Abstract
The current study aimed to compare suicide-related variables as a function of 1) family history of suicidal behavior and 2) child sexual abuse among patients hospitalized for a suicide attempt or active suicidal ideation. Family history of suicidal behavior and child sexual abuse were examined independently and in combination as a diathesis for a high-risk suicidal phenotype. A multicenter cross-sectional study was designed to compare data obtained from 292 patients hospitalized for suicidal behavior. Demographic and clinical variables were compared among Group 1 (patients who reported both family history of suicidal behavior and child sexual abuse), Group 2 (patients who reported only family history of suicidal behavior), Group 3 (patients who reported only child sexual abuse), and Group 4 (patients who did not report family history of suicidal behavior or childhood sexual abuse).
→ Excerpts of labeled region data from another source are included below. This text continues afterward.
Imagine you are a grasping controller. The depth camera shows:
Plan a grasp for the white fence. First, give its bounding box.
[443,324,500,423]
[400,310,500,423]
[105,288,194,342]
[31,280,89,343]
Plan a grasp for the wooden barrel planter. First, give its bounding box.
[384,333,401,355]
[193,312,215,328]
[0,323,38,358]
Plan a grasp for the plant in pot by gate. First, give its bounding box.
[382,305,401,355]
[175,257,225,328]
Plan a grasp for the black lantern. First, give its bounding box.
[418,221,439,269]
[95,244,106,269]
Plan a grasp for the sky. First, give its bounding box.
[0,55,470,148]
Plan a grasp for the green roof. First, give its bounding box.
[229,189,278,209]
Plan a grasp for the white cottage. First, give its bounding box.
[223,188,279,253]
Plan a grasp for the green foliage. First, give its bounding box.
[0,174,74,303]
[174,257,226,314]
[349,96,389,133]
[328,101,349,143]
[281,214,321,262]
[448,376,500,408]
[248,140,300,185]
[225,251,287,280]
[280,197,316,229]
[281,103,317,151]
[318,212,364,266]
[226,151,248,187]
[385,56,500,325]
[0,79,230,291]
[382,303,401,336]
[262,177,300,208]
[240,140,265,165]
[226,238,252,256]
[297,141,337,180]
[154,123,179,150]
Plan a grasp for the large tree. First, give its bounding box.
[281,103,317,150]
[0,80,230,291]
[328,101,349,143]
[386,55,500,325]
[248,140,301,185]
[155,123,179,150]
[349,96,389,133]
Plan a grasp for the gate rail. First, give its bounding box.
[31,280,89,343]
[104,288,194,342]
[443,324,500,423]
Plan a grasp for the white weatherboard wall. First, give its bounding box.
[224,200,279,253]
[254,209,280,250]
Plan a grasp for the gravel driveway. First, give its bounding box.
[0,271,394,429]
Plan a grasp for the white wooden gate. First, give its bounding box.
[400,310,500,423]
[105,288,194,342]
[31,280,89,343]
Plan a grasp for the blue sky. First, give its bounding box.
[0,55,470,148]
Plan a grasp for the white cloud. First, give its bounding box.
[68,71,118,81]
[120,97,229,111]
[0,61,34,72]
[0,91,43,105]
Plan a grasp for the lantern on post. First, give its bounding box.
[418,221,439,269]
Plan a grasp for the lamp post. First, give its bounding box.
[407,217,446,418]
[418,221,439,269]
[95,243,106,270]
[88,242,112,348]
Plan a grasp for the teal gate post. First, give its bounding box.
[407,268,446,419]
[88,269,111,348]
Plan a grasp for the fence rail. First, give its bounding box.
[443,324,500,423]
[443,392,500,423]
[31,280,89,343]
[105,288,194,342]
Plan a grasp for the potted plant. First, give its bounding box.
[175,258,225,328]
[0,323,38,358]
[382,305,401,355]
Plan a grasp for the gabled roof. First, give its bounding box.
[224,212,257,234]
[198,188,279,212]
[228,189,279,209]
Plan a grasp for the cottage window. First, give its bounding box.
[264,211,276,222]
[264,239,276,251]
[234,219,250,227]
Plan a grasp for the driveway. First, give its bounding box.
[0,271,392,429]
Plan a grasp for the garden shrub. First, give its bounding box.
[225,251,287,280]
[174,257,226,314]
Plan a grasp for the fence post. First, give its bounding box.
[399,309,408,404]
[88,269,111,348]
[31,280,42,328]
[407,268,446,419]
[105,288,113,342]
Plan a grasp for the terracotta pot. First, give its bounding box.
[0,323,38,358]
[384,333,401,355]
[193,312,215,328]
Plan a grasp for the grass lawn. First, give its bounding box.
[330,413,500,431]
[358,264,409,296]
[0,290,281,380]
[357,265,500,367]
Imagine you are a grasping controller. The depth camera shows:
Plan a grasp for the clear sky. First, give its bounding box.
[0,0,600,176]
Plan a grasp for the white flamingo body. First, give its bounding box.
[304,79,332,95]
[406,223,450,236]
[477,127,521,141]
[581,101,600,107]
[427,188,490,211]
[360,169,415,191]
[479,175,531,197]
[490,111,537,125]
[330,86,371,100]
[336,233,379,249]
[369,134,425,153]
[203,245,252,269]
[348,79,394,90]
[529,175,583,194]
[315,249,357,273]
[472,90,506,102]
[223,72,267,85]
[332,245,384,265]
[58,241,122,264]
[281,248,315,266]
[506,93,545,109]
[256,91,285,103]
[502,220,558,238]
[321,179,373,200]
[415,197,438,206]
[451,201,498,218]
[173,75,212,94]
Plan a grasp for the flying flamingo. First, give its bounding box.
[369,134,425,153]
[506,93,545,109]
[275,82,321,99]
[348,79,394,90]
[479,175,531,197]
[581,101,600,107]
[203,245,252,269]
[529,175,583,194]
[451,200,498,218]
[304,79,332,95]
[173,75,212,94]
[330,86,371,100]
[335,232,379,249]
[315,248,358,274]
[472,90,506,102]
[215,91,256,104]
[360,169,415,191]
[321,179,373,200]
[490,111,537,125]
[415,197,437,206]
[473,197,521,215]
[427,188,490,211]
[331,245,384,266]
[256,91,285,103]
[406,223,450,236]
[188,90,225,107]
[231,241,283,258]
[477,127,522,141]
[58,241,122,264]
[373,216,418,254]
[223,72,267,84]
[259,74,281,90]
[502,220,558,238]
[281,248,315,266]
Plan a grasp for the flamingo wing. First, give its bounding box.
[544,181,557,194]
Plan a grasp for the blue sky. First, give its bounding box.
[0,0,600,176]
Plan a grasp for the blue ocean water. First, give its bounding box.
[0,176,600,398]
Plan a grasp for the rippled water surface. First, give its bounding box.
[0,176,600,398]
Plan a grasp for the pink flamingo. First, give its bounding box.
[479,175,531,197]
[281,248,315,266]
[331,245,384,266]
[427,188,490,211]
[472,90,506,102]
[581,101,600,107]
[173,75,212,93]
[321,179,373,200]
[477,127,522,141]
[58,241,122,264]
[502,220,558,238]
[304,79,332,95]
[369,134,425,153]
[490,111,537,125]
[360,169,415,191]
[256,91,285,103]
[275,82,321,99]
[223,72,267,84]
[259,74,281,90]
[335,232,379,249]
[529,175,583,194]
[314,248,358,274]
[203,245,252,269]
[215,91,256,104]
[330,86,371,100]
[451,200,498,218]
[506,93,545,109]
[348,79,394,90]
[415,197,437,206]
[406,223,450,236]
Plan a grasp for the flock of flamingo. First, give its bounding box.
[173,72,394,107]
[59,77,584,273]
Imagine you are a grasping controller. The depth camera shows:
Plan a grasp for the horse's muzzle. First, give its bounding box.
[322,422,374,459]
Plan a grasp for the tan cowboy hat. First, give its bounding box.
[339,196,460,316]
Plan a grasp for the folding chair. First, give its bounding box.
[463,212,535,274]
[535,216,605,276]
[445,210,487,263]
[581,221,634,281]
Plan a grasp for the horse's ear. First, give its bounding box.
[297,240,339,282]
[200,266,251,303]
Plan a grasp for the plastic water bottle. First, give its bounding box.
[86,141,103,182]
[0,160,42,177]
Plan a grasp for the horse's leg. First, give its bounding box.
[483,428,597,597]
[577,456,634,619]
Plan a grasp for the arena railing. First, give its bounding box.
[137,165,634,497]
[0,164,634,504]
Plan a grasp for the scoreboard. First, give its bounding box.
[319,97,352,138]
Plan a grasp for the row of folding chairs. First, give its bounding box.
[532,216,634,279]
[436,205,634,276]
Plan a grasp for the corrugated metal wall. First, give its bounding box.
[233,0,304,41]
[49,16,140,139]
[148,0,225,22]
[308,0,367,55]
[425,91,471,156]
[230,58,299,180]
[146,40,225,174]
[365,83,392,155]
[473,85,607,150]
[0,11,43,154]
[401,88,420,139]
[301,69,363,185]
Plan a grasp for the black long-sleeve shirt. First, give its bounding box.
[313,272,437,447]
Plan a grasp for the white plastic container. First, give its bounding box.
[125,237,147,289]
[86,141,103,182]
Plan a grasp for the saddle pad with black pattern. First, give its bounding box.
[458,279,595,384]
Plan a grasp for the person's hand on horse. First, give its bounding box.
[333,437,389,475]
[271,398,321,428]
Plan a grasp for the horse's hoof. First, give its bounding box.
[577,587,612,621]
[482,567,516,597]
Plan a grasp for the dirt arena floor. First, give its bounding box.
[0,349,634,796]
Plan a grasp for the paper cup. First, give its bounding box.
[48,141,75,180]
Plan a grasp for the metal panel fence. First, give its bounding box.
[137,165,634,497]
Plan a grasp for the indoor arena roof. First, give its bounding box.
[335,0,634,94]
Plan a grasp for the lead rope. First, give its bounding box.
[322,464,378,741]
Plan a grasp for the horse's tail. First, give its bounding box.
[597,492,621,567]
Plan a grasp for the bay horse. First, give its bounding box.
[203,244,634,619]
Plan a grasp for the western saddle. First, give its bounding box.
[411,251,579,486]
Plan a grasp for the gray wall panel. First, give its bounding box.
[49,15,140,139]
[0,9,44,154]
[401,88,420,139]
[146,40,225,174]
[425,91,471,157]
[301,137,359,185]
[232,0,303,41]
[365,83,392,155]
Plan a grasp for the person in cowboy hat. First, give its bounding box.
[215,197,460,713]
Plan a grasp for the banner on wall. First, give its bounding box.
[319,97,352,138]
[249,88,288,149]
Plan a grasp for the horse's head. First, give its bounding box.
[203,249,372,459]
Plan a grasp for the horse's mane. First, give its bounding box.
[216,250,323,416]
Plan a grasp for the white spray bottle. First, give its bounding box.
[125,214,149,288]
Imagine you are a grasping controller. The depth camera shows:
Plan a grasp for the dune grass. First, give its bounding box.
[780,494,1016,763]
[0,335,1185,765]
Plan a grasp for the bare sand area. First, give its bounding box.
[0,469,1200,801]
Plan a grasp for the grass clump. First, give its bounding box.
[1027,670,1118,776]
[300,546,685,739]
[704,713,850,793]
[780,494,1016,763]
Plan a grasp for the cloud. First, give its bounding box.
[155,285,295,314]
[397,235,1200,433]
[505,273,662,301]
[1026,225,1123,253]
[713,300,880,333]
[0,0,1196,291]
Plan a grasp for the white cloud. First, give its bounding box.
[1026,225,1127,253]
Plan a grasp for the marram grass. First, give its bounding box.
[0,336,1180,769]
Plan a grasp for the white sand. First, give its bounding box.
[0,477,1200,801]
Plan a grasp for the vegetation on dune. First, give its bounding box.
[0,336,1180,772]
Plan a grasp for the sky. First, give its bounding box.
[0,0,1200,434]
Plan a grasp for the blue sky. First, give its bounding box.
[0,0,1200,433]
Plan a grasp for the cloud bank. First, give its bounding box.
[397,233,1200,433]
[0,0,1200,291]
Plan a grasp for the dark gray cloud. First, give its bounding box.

A multinomial logistic regression was used to examine suicide-related variables associated with each group and to compare differences between groups. Group 1 and 3 endorsed a higher number of previous suicide attempts and were more likely to be younger at the first suicide attempt compared to Group 4. Group differences remained after adjustment in a multinomial regression model. The current findings suggest that child sexual abuse may be more strongly related to suicide risk among high risk patients than family history of suicidal behavior.
ACKNOWLEDGMENT
The authors want to gratefully acknowledge the study participants for their collaboration, the nursing staff and field teams in each Hospital.
DISCLOSURE STATEMENT
No author reports a potential for conflicts of interest. No author or immediate family member has financial relationships with commercial entities that might appear to represent a potential for conflicts of interest. All authors have approved the final article.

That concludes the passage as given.